# 14-01-1987: faz amanhã 25 anos



## Iceberg (13 Jan 2012 às 16:25)

Não posso deixar de recordar aqui e partilhar convosco uma das efemérides que mais me marcou na minha infância.

A queda de neve generalizada a cotas baixas em todo o Minho, Douro Litoral, Galiza, e demais zonas de Portugal Continental.

Ainda vivia eu no Porto, e recordo-me da minha mãe me chamar pelas 10h00 dizendo «olha, está a nevar». E nevou no Porto cidade, como nunca mais voltou a acontecer até hoje. Nessa data não vivia em Braga, cidade onde o fenómeno foi mais intenso, cobrindo a cidade dos arcebispos de um branco homogéneo. Que o saudoso GranNevada registou em fotos e viveu com muita emoção ...

Um quarto de século depois, já voltei a ver neve em Braga por duas ocasiões, mas com aquela intensidade e abrangência geográfica o nevão de 1987 ficará para sempre na memória de todos os que o viveram.

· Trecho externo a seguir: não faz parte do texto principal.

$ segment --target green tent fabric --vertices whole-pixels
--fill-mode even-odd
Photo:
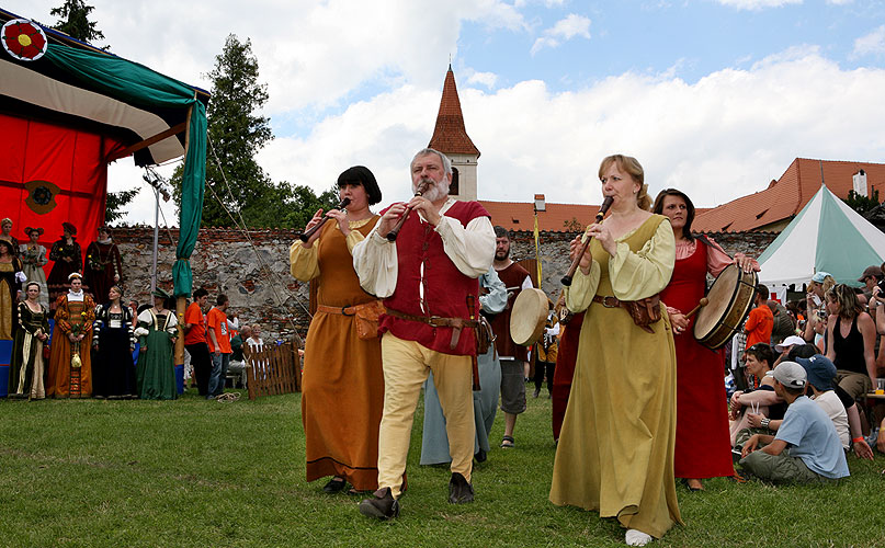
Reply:
[[[821,185],[759,256],[759,281],[798,288],[824,271],[839,283],[858,286],[863,270],[883,261],[885,233]]]
[[[191,110],[181,186],[181,231],[172,266],[175,296],[189,297],[193,288],[190,258],[203,216],[206,105],[196,99],[191,87],[121,57],[49,44],[45,58],[91,88],[132,104]]]

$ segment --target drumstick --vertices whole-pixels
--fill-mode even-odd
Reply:
[[[697,306],[696,306],[696,307],[694,307],[694,308],[692,308],[692,309],[691,309],[691,312],[689,312],[689,313],[687,313],[687,315],[685,315],[685,319],[688,320],[689,318],[691,318],[692,316],[694,316],[694,315],[695,315],[695,312],[697,312],[697,310],[700,310],[700,309],[701,309],[701,307],[705,307],[705,306],[707,306],[708,304],[710,304],[710,299],[708,299],[708,298],[706,298],[706,297],[701,297],[701,300],[699,300],[699,301],[697,301]]]

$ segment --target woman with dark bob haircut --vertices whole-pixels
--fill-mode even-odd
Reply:
[[[381,202],[381,190],[375,175],[356,165],[339,175],[338,194],[350,203],[326,212],[334,222],[290,249],[292,275],[318,282],[317,311],[304,349],[302,421],[307,481],[331,476],[322,488],[327,493],[348,483],[355,491],[377,489],[384,409],[377,327],[360,331],[363,318],[373,312],[377,318],[381,301],[360,287],[351,255],[378,221],[368,206]],[[306,230],[322,217],[317,210]]]
[[[723,383],[724,354],[700,344],[693,328],[696,318],[685,313],[697,306],[706,290],[707,273],[718,276],[737,264],[745,272],[759,264],[742,253],[735,259],[706,237],[691,232],[694,204],[685,193],[665,189],[655,198],[655,213],[670,219],[676,238],[673,277],[660,298],[673,324],[677,361],[676,477],[688,488],[704,488],[702,479],[734,476],[728,412]]]

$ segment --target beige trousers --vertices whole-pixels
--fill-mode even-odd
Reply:
[[[401,493],[415,408],[428,372],[433,372],[445,416],[452,472],[469,482],[476,436],[470,356],[442,354],[389,332],[381,340],[381,354],[384,414],[378,434],[378,489],[389,487],[394,498]]]

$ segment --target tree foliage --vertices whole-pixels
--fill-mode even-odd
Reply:
[[[848,191],[848,197],[843,199],[843,202],[852,209],[858,212],[859,214],[863,215],[877,205],[880,205],[878,201],[878,190],[873,191],[872,197],[866,197],[858,194],[853,190]]]
[[[126,215],[123,207],[135,199],[138,191],[139,189],[129,189],[128,191],[109,192],[104,204],[104,222],[113,222]]]
[[[104,33],[99,31],[94,21],[89,20],[89,14],[94,10],[83,0],[65,0],[65,3],[49,11],[50,15],[60,18],[54,25],[56,30],[67,33],[72,38],[91,43],[95,39],[104,39]],[[104,46],[102,49],[110,49]]]

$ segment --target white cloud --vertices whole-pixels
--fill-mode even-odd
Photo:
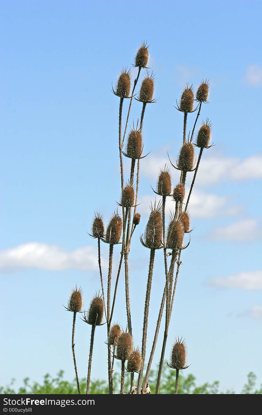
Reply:
[[[262,271],[240,272],[229,277],[218,277],[207,281],[209,286],[238,288],[248,290],[262,290]]]
[[[248,66],[245,78],[249,85],[262,86],[262,66],[258,65],[251,65]]]
[[[260,239],[261,230],[255,219],[244,219],[235,222],[228,226],[215,228],[211,237],[219,240],[249,242]]]
[[[92,270],[97,269],[97,251],[93,247],[67,251],[57,245],[32,242],[0,251],[2,271],[25,268]]]

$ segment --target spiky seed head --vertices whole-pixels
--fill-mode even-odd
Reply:
[[[125,152],[130,159],[139,159],[141,155],[142,149],[141,130],[134,128],[128,134]]]
[[[73,312],[79,312],[82,310],[83,305],[82,290],[81,288],[78,288],[76,286],[75,288],[72,290],[67,308]]]
[[[162,214],[161,205],[151,206],[150,213],[146,228],[146,244],[150,248],[158,248],[162,240]]]
[[[115,245],[120,240],[122,230],[122,221],[118,213],[114,213],[108,224],[106,234],[106,240],[108,244]]]
[[[133,350],[127,361],[127,372],[138,372],[141,367],[141,356],[138,349]]]
[[[180,100],[180,109],[183,112],[190,112],[193,109],[194,93],[193,85],[187,84],[182,93]]]
[[[212,125],[208,119],[203,122],[200,125],[197,137],[197,147],[205,149],[208,148],[210,145],[211,139]]]
[[[154,94],[154,79],[152,75],[148,73],[142,81],[139,93],[139,99],[143,103],[149,103],[153,100]]]
[[[87,322],[89,324],[96,326],[102,323],[104,312],[104,305],[101,296],[96,295],[90,303],[88,310]]]
[[[148,63],[149,59],[148,46],[147,46],[146,42],[143,42],[137,52],[135,66],[146,68]]]
[[[184,228],[180,220],[174,221],[173,217],[168,225],[167,240],[168,248],[170,249],[179,249],[183,245],[184,239]]]
[[[197,88],[196,98],[199,103],[206,103],[207,101],[209,92],[209,82],[204,79]]]
[[[109,331],[108,338],[108,344],[109,346],[116,346],[118,342],[118,339],[121,333],[121,329],[119,324],[114,324]]]
[[[100,213],[95,214],[92,225],[93,236],[95,238],[103,238],[105,234],[105,227],[103,217]]]
[[[116,95],[121,98],[127,98],[130,93],[130,71],[123,69],[118,77],[116,87]]]
[[[185,197],[185,186],[183,183],[178,183],[174,189],[173,198],[175,202],[182,203]]]
[[[165,166],[160,170],[157,181],[157,193],[163,196],[167,196],[171,192],[171,176],[170,171]]]
[[[180,150],[178,166],[180,170],[190,171],[194,164],[194,146],[192,143],[184,143]]]
[[[127,183],[124,188],[122,192],[121,205],[124,208],[131,208],[134,205],[134,188],[130,183]]]
[[[185,369],[186,359],[186,347],[185,340],[175,339],[170,356],[170,366],[173,369]]]
[[[190,219],[187,212],[184,211],[180,215],[180,220],[183,225],[185,232],[189,232],[190,227]]]
[[[140,222],[140,220],[141,217],[141,215],[140,213],[135,213],[134,215],[134,218],[133,219],[133,223],[136,226],[139,225],[139,222]]]
[[[116,357],[120,360],[127,360],[133,350],[133,339],[128,332],[122,332],[118,337]]]

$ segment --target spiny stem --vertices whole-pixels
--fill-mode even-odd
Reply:
[[[77,315],[76,311],[74,312],[73,316],[73,328],[72,329],[72,352],[73,352],[73,359],[74,360],[74,365],[75,366],[75,377],[77,378],[77,390],[78,393],[80,395],[80,388],[79,387],[79,381],[78,380],[78,375],[77,374],[77,368],[75,360],[75,317]]]
[[[88,371],[87,372],[87,393],[89,393],[90,386],[90,375],[91,374],[91,365],[92,364],[92,357],[93,356],[93,346],[94,345],[94,338],[95,335],[95,329],[96,325],[92,325],[91,330],[91,339],[90,341],[90,351],[89,354],[89,361],[88,361]]]

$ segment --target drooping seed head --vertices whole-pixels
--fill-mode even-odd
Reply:
[[[193,85],[187,84],[182,93],[180,100],[180,109],[183,112],[190,112],[193,109],[194,93]]]
[[[120,98],[127,98],[130,93],[130,71],[127,68],[122,69],[118,77],[116,94]]]
[[[122,332],[118,337],[116,357],[120,360],[127,360],[133,350],[133,339],[128,332]]]
[[[189,142],[184,143],[180,150],[178,166],[180,170],[190,171],[194,164],[194,146]]]
[[[170,366],[173,369],[180,370],[185,369],[186,359],[186,346],[185,340],[182,341],[178,338],[175,340],[175,343],[173,346],[170,356]]]
[[[162,240],[161,205],[151,205],[151,213],[146,228],[146,244],[149,248],[159,248]]]
[[[122,230],[122,219],[118,213],[114,213],[106,229],[106,242],[112,245],[118,244],[120,240]]]
[[[146,42],[143,42],[137,52],[135,66],[140,68],[146,68],[148,63],[149,59],[148,46],[147,46]]]
[[[207,101],[209,92],[209,81],[204,79],[197,88],[196,98],[199,103],[206,103]]]
[[[105,234],[105,227],[103,221],[103,217],[100,213],[95,213],[93,224],[92,232],[95,238],[103,238]]]
[[[202,123],[198,130],[197,137],[197,147],[205,149],[208,148],[210,145],[211,133],[211,123],[207,119],[205,122],[203,122]]]
[[[121,329],[119,324],[114,324],[109,331],[108,338],[108,344],[109,346],[116,346],[118,342],[118,339],[121,333]]]
[[[175,202],[182,203],[185,197],[185,186],[183,183],[178,183],[174,189],[173,198]]]
[[[141,356],[138,348],[133,350],[127,361],[127,372],[139,372],[141,367]]]
[[[122,192],[121,205],[124,208],[131,208],[134,205],[134,188],[130,183],[127,183]]]
[[[83,305],[82,290],[81,288],[78,288],[76,286],[75,288],[72,290],[67,304],[67,308],[70,311],[79,312],[83,308]]]
[[[157,181],[157,193],[159,195],[167,196],[171,192],[171,176],[170,171],[165,166],[160,170]]]
[[[104,305],[102,297],[96,295],[92,300],[87,317],[89,324],[99,326],[102,323],[104,312]]]

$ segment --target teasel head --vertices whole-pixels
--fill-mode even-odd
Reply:
[[[173,198],[175,202],[182,203],[185,198],[185,186],[183,183],[178,183],[174,189]]]
[[[194,162],[194,146],[188,140],[184,143],[180,150],[178,167],[183,171],[191,171]]]
[[[116,349],[116,358],[120,360],[127,360],[133,351],[133,339],[128,332],[120,333]]]
[[[130,354],[127,365],[127,372],[138,373],[141,367],[141,356],[138,348],[133,350]]]
[[[211,140],[212,125],[207,119],[200,125],[197,136],[197,146],[202,148],[208,149],[210,147]]]
[[[139,68],[146,68],[149,60],[148,46],[144,41],[141,44],[136,55],[135,66]]]
[[[182,340],[182,338],[178,338],[177,340],[175,339],[175,342],[172,349],[169,366],[173,369],[180,370],[186,369],[188,366],[185,366],[187,354],[185,340]]]
[[[121,334],[121,329],[119,324],[116,323],[113,325],[108,334],[108,344],[109,346],[117,346],[118,342],[118,339]]]
[[[114,213],[107,227],[105,242],[111,245],[118,244],[122,230],[122,219],[117,212]]]
[[[204,79],[197,88],[196,99],[199,103],[206,103],[208,98],[209,92],[209,81],[206,78]]]

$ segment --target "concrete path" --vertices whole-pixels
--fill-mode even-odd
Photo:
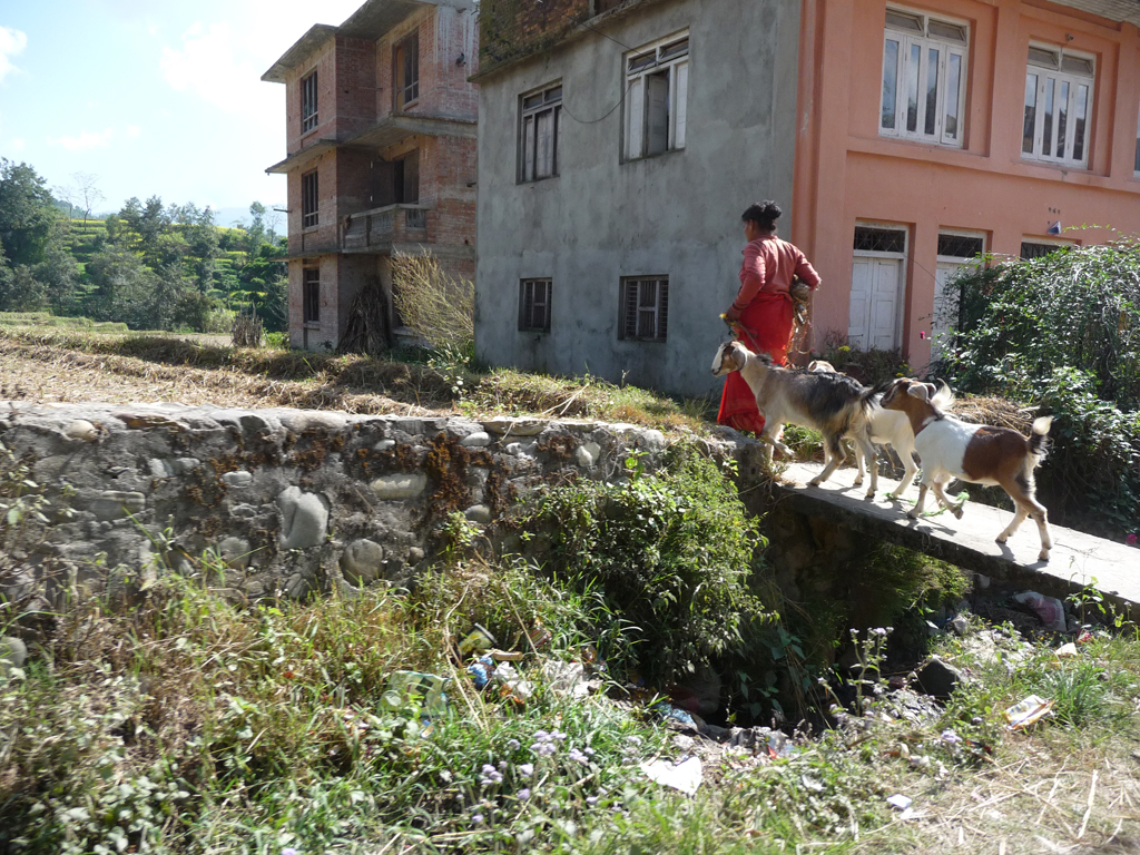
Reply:
[[[911,486],[901,499],[891,500],[887,494],[898,482],[880,477],[879,492],[872,502],[864,498],[865,483],[853,486],[853,467],[840,469],[820,487],[807,486],[822,467],[813,463],[789,465],[776,495],[782,494],[798,512],[822,516],[967,570],[1025,584],[1042,594],[1065,595],[1093,586],[1107,602],[1140,617],[1140,549],[1133,546],[1050,524],[1053,548],[1049,562],[1037,561],[1041,539],[1033,520],[1026,520],[1005,544],[999,544],[994,538],[1012,519],[1008,511],[967,502],[962,519],[956,520],[948,511],[931,513],[940,510],[931,492],[927,514],[909,520],[906,512],[918,499],[917,486]],[[958,486],[953,487],[951,495],[958,491]]]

Sempre à espera do próximo 14 de Janeiro de 1987.


----------



## vinc7e (13 Jan 2012 às 16:47)

Algumas (já celebres) fotos de Braga nesse dia.



Minho disse:


> Consegui estas três fotografias de Braga do nevão de 1987. As fotografias no verso têm indicada a data 15-01-1987 ou seja, no dia seguinte ao grande nevão...
> 
> *Bom Jesus*
> 
> ...


----------



## Ferreiro (13 Jan 2012 às 19:20)

Foi um inverno histórico, tambem na Galiza. Em Santiago de Compostela a neve perdurou no solo 5 días. Nunca tal volveu a acontecer, e acho que dificilmente volverá a acontecer.

Saúdos.


----------



## Norther (13 Jan 2012 às 21:02)

belo dia


----------